All I’m asking for are your goddamn scraps while I get my business going. A strip of water. A strip of water that used to be mine.”

  “Used to be. It used to be your water,” I said. “And it’s staying that way. You want to work these waters? Do what I do. And every other fisherman around here does. Find some open water and fish it. And when you come home with nothing, go out the next day and do it again. And that strip of water isn’t just a scrap. It’s how I make my living. That water feeds my kids, pays my mortgage. And it belongs to me.”

  He watched me, his face blank. “Don’t lecture me about fishing. I’ve been doing it as long as you, just in different waters. And I’ve got kids to feed and a mortgage to pay as well. That water doesn’t belong to you. It was mine and you took it. And I think it’s time you stop taking things that don’t belong to you.”

  From somewhere inside the house came the sound of glasses clinking together. I looked over and saw Hope standing in a small circle with two other women. Their silhouettes were dark shadows through the sliding glass door. They lifted their glasses and drank a toast to something. Hope turned, and the light across her face lit her smile.
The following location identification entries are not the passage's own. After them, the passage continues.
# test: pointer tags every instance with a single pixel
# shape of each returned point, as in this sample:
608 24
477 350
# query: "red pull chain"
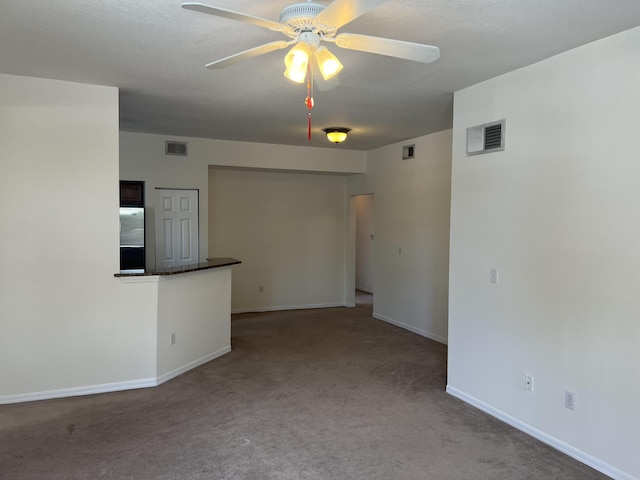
309 100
  The slider opened, and Jessie stepped through the opening. She didn’t pause when she saw the two of us. She walked right over, crossing the porch quickly until she stood next to me, so close that her chin brushed the side of my shoulder.

  “Mom needs you,” she said.

  “Go back inside. I’ll be there in a minute,” I said, and turned back to Finn.

  But she slipped her fingers around my wrist, pulling me toward the door.

  “Dad. It can’t wait. She said now.”